I want to hear people who flopped say "just ship it".

Because how many second chances do you get?

The people who get lucky always say "do what I did" - it's a constant theme in business, they take credit for their actions when it was more of right time, right place, that cannot be easily duplicated.


I believe it's the same, you'll waste no more time at a failing project while being able to put your time into a possibly successful next project.


I seriously hate that this sort of bullshit blogpost gets upvotes on HN. Is there content here? No.

It's a veiled advertisement for another shitty iOS word game.

And I can't even downvote.


Sorry it got upvotes.
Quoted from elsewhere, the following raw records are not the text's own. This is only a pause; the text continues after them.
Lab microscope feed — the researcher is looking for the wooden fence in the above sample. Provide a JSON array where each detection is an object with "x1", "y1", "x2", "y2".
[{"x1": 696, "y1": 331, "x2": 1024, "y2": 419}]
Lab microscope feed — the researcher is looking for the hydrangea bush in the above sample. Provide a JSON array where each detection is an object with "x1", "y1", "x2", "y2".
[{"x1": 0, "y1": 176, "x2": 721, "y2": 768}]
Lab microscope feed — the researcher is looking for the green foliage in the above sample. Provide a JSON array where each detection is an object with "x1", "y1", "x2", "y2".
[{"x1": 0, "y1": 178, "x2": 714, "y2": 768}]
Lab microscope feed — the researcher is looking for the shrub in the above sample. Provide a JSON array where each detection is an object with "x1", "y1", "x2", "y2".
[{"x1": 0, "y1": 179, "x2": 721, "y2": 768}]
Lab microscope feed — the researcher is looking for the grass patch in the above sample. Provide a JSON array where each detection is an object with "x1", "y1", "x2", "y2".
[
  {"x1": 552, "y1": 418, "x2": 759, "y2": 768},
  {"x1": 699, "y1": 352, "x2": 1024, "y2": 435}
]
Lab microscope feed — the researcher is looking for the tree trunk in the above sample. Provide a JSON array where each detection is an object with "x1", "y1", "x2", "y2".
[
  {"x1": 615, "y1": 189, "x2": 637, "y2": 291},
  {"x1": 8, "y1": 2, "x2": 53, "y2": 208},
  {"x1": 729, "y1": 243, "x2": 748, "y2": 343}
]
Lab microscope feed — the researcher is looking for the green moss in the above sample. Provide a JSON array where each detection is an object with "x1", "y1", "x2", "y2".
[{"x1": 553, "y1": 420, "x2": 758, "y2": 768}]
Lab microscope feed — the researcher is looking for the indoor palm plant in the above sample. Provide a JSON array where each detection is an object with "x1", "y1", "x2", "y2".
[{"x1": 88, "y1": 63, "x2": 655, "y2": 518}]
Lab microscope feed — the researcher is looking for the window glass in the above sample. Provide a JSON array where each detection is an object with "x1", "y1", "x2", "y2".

I wanted to keep it short, but I thought it was interesting that we thought we should release the social version, didn't, were proven right by feedback BUT got valuable users because of some luck that shipping brought us. I thought that was interesting and I thought I'd share it. I intentionally kept the name and all details about the game out of the post so it wouldn't feel like an ad. I linked to it for those who were curious but that's it.
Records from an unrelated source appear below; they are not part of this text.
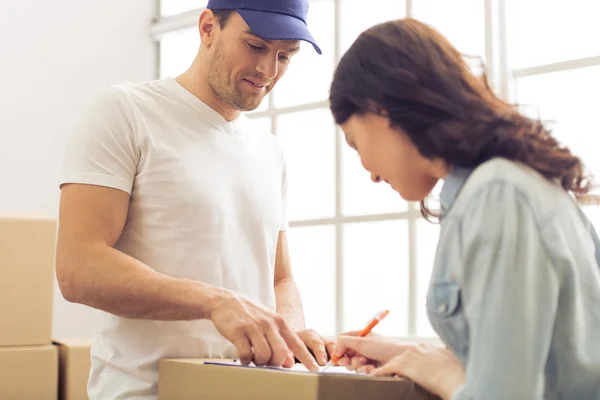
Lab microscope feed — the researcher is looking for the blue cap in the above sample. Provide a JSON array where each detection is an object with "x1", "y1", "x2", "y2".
[{"x1": 206, "y1": 0, "x2": 321, "y2": 54}]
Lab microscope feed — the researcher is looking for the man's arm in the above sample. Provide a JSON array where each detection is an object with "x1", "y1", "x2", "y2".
[
  {"x1": 274, "y1": 231, "x2": 305, "y2": 330},
  {"x1": 56, "y1": 184, "x2": 229, "y2": 320}
]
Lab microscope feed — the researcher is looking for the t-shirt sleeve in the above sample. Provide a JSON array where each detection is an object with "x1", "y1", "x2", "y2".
[{"x1": 60, "y1": 87, "x2": 139, "y2": 194}]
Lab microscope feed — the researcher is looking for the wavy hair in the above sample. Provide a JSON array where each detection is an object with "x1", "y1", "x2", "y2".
[{"x1": 330, "y1": 18, "x2": 591, "y2": 218}]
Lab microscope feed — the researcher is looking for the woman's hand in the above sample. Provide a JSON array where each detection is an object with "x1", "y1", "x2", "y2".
[
  {"x1": 371, "y1": 344, "x2": 465, "y2": 399},
  {"x1": 335, "y1": 331, "x2": 411, "y2": 373}
]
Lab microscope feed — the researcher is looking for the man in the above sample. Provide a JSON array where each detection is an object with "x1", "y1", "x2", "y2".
[{"x1": 56, "y1": 0, "x2": 333, "y2": 399}]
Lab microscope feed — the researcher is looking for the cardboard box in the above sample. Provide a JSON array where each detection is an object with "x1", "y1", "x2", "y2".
[
  {"x1": 54, "y1": 339, "x2": 92, "y2": 400},
  {"x1": 158, "y1": 359, "x2": 439, "y2": 400},
  {"x1": 0, "y1": 345, "x2": 58, "y2": 400},
  {"x1": 0, "y1": 217, "x2": 57, "y2": 347}
]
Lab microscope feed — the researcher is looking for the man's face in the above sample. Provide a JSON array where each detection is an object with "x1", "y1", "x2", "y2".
[{"x1": 207, "y1": 13, "x2": 300, "y2": 111}]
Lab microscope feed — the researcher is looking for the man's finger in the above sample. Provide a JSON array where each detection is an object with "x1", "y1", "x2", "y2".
[
  {"x1": 231, "y1": 335, "x2": 254, "y2": 365},
  {"x1": 267, "y1": 330, "x2": 293, "y2": 367},
  {"x1": 325, "y1": 340, "x2": 335, "y2": 361},
  {"x1": 371, "y1": 363, "x2": 400, "y2": 376},
  {"x1": 356, "y1": 364, "x2": 375, "y2": 375},
  {"x1": 281, "y1": 328, "x2": 319, "y2": 372}
]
This is completely the wrong message, but there's something useful hiding here. "Just ship it" is idiotic, and can cost you tremendously in many ways.
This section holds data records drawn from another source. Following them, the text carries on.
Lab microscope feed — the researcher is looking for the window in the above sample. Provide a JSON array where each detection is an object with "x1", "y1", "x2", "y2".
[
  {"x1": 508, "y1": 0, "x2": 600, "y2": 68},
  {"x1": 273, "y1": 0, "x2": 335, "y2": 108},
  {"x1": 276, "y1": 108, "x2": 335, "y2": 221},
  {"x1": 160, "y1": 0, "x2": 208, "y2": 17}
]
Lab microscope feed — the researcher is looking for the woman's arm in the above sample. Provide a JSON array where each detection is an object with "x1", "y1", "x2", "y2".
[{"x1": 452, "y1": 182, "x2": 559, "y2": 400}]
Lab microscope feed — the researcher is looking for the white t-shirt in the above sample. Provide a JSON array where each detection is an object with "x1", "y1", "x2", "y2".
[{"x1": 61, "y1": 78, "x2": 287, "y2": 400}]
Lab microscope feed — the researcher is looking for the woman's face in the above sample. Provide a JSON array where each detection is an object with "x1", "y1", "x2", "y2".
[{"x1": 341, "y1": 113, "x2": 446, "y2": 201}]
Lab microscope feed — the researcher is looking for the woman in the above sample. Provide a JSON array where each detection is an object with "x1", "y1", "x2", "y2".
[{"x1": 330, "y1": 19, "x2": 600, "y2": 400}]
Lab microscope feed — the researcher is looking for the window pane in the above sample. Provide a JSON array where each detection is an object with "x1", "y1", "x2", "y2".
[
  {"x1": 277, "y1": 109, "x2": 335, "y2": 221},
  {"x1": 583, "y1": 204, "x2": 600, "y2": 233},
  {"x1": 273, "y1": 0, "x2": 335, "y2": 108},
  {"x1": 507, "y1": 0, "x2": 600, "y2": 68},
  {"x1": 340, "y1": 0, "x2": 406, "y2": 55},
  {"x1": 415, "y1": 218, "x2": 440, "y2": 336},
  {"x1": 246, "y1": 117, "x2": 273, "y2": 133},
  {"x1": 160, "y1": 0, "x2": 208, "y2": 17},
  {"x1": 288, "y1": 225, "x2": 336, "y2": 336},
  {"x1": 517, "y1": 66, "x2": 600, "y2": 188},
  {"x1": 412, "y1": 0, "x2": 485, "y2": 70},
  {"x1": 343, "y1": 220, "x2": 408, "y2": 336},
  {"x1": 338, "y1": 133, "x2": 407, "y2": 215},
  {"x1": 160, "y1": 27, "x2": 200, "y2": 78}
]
Rather, the appropriate message is: "Make a decision, and move on."

The misstep was waiting a month before shipping when it was ready to ship. Waiting a month for a decision is stupid. If the decision was "Don't ship it," that would have been fine too. As long as a decision being made, you have somewhere to go and something to do. Decision paralysis, though, can kill a company.


The same kind of arguments can also go on, and are just as fruitless to persist in, within the mind of a single developer...


Are they really that fruitless, as a rule? As ck2 pointed out, the other side of this coin is "we skimped on design in favor of moving fast and shipping, and now we have an unfocused product with a janky architecture that will be near impossible to recover from because we've already launched."

I'm the kind of person who exhibits that endless internal deliberation, so I fully understand the need to keep that in check. But, as is often the case, I think the key is finding balance and adjusting based on awareness of your own propensities.


As mentioned in a few other comments here, posts like these seem to be more fluff then real advice. I'd rather hear more about the struggles of the teams disagreement, and how you came to a good plan from those discussions. You can tell me all day to jump off a bridge because the one time you jumped, it worked out and you landed on nice fluffy pillows. However, that doesn't really change my mind about jumping off a bridge. It seems much more constructive to talk about the inner workings of "why" I should do something, rather then just "Hey! Go. F^$#ING. DO. THIS."

Secondly, is "Always ship. Always. Fucking. Ship. God damnit, SHIP YOUR CODE ALREADY!" (end of the article) really necessary?